Ceconomy, the holding owning electronics chains MediaMarkt and Saturn, has had a bad year: after CEO Pieter Haas' departure in mid-October, now financial director Mark Frese also quits.

 

Turnover and profit went down

The results Ceconomy announced on Wednesday are not exactly favourable: the company's total turnover decreased by 0.9 % to 21.4 billion euros in the past financial year. Turnover from online commerce did rise by 13 % and now represents 12.1 % of the total turnover. The largest portion of the turnover comes from the 432 German stores: together, they bring in 10.34 billion euros.
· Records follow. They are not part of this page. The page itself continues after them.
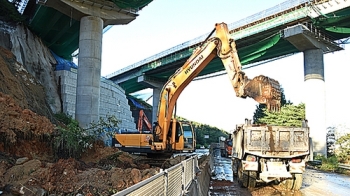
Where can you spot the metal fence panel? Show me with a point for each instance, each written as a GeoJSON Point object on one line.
{"type": "Point", "coordinates": [151, 186]}
{"type": "Point", "coordinates": [175, 180]}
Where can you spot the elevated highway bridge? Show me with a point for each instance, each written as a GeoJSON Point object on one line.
{"type": "Point", "coordinates": [314, 27]}
{"type": "Point", "coordinates": [259, 37]}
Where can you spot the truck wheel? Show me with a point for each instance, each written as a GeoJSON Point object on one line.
{"type": "Point", "coordinates": [298, 181]}
{"type": "Point", "coordinates": [243, 176]}
{"type": "Point", "coordinates": [235, 167]}
{"type": "Point", "coordinates": [294, 183]}
{"type": "Point", "coordinates": [251, 179]}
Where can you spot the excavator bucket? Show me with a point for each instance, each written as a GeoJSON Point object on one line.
{"type": "Point", "coordinates": [266, 91]}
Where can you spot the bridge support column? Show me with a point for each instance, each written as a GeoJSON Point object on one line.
{"type": "Point", "coordinates": [89, 71]}
{"type": "Point", "coordinates": [314, 44]}
{"type": "Point", "coordinates": [315, 102]}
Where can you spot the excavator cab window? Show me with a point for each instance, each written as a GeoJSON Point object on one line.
{"type": "Point", "coordinates": [178, 132]}
{"type": "Point", "coordinates": [189, 136]}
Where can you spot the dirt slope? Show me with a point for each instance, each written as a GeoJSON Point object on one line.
{"type": "Point", "coordinates": [27, 165]}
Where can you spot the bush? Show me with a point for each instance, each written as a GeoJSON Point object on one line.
{"type": "Point", "coordinates": [72, 140]}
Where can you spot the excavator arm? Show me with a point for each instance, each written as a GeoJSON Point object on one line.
{"type": "Point", "coordinates": [143, 119]}
{"type": "Point", "coordinates": [262, 89]}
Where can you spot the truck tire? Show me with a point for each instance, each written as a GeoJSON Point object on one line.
{"type": "Point", "coordinates": [298, 181]}
{"type": "Point", "coordinates": [235, 163]}
{"type": "Point", "coordinates": [251, 179]}
{"type": "Point", "coordinates": [294, 183]}
{"type": "Point", "coordinates": [241, 181]}
{"type": "Point", "coordinates": [246, 179]}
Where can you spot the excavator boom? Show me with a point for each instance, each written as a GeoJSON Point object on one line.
{"type": "Point", "coordinates": [261, 88]}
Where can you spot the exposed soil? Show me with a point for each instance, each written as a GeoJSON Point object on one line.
{"type": "Point", "coordinates": [27, 163]}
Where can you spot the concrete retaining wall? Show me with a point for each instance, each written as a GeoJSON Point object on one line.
{"type": "Point", "coordinates": [200, 186]}
{"type": "Point", "coordinates": [113, 100]}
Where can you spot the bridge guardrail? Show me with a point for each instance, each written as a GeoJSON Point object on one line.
{"type": "Point", "coordinates": [173, 181]}
{"type": "Point", "coordinates": [344, 166]}
{"type": "Point", "coordinates": [276, 9]}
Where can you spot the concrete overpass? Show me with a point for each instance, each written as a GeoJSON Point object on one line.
{"type": "Point", "coordinates": [66, 25]}
{"type": "Point", "coordinates": [312, 27]}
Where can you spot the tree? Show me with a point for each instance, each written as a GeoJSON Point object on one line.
{"type": "Point", "coordinates": [344, 148]}
{"type": "Point", "coordinates": [289, 115]}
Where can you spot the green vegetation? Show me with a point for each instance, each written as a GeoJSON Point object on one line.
{"type": "Point", "coordinates": [72, 140]}
{"type": "Point", "coordinates": [290, 115]}
{"type": "Point", "coordinates": [343, 152]}
{"type": "Point", "coordinates": [9, 13]}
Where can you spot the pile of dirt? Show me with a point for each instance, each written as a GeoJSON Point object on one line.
{"type": "Point", "coordinates": [27, 162]}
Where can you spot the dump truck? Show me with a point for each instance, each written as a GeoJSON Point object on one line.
{"type": "Point", "coordinates": [265, 153]}
{"type": "Point", "coordinates": [225, 146]}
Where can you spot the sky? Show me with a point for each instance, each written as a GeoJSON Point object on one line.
{"type": "Point", "coordinates": [164, 24]}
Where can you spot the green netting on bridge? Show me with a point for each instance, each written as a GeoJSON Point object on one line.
{"type": "Point", "coordinates": [252, 52]}
{"type": "Point", "coordinates": [134, 4]}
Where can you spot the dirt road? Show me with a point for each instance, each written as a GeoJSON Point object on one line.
{"type": "Point", "coordinates": [315, 183]}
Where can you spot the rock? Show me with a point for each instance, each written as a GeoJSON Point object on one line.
{"type": "Point", "coordinates": [22, 160]}
{"type": "Point", "coordinates": [135, 175]}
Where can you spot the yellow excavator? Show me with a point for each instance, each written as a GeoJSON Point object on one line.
{"type": "Point", "coordinates": [171, 135]}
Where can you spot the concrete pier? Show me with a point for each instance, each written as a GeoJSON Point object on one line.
{"type": "Point", "coordinates": [89, 70]}
{"type": "Point", "coordinates": [315, 98]}
{"type": "Point", "coordinates": [313, 44]}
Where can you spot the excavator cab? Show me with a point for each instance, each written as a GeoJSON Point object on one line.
{"type": "Point", "coordinates": [189, 137]}
{"type": "Point", "coordinates": [184, 137]}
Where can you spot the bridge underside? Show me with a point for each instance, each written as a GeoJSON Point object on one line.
{"type": "Point", "coordinates": [58, 24]}
{"type": "Point", "coordinates": [251, 49]}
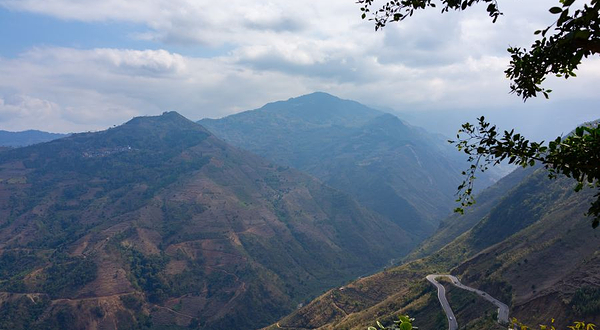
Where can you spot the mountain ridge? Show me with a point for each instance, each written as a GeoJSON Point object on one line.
{"type": "Point", "coordinates": [159, 222]}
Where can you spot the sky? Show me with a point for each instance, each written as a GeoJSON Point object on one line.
{"type": "Point", "coordinates": [85, 65]}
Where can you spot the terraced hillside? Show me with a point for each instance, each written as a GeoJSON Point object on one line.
{"type": "Point", "coordinates": [159, 224]}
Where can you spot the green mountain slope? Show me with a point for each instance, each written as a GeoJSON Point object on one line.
{"type": "Point", "coordinates": [158, 224]}
{"type": "Point", "coordinates": [533, 249]}
{"type": "Point", "coordinates": [400, 171]}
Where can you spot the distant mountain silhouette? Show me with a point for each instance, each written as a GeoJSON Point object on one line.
{"type": "Point", "coordinates": [158, 222]}
{"type": "Point", "coordinates": [403, 172]}
{"type": "Point", "coordinates": [25, 138]}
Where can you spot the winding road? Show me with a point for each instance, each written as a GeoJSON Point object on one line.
{"type": "Point", "coordinates": [452, 324]}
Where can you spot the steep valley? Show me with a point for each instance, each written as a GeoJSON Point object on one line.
{"type": "Point", "coordinates": [158, 224]}
{"type": "Point", "coordinates": [533, 249]}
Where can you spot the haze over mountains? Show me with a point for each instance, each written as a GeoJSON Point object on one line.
{"type": "Point", "coordinates": [528, 244]}
{"type": "Point", "coordinates": [403, 172]}
{"type": "Point", "coordinates": [161, 223]}
{"type": "Point", "coordinates": [159, 219]}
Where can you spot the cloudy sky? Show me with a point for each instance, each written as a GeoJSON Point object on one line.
{"type": "Point", "coordinates": [78, 65]}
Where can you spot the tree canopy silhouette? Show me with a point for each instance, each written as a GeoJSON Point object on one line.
{"type": "Point", "coordinates": [559, 50]}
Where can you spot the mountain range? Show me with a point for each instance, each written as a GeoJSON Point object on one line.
{"type": "Point", "coordinates": [158, 223]}
{"type": "Point", "coordinates": [301, 208]}
{"type": "Point", "coordinates": [527, 243]}
{"type": "Point", "coordinates": [402, 172]}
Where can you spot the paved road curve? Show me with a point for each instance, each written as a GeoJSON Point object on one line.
{"type": "Point", "coordinates": [452, 325]}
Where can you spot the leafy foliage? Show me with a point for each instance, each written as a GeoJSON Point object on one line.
{"type": "Point", "coordinates": [578, 325]}
{"type": "Point", "coordinates": [576, 156]}
{"type": "Point", "coordinates": [577, 35]}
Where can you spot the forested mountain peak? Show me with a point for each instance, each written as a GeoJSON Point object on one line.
{"type": "Point", "coordinates": [158, 223]}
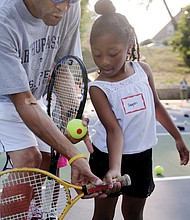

The Netherlands has 49 outlets and brought in 1.581 billion euros (down from 1.59 billion in the year before), the 28 Belgian stores saw their turnover grow from 686 to 701 million euros.

 

The gross company result (EBITDA) decreased by 63 million euros to 650 million (including 21 million profit contribution from Fnac Darty). The margin on the company result – a yardstick for profitability – comes down to a paltry 1.9 %.

 

Exit CFO Mark Frese

Even though Ceconomy had already issued two profit warnings earlier this year, its shares plummeted by another 14 % after the release of the latest results. This year alone, about 80 % of the total stock value went up in smoke. The collapsed stock price is bad news, because scaling-up is necessary to remain competitive with the ever growing number of online players, but that implies acquisitions and those require money - which is sorely lacking.

 

The downward spiral led to the departure of Dutchman Pieter Haas, CEO of Ceconomy since 2014. His tasks were temporarily handed over to CFO Mark Frese, but the German is now also calling it quits. While waiting for a new CEO and CFO, manager Bernhard Düttman is temporarily taking over operational leadership.

 

Observers see the hand of the wealthy German Haniel family in Frese's departure. The Haniels hold 22.7% of Ceconomy's shares, making them the largest shareholder. The family-owned investment company announced last Tuesday that their current CEO Stephan Gemkow will be leaving next summer, even though the 58 year-old executive's mandate was for at least another three years. He will be replaced by 47 year-old Thomas Schmidt, a family confidant.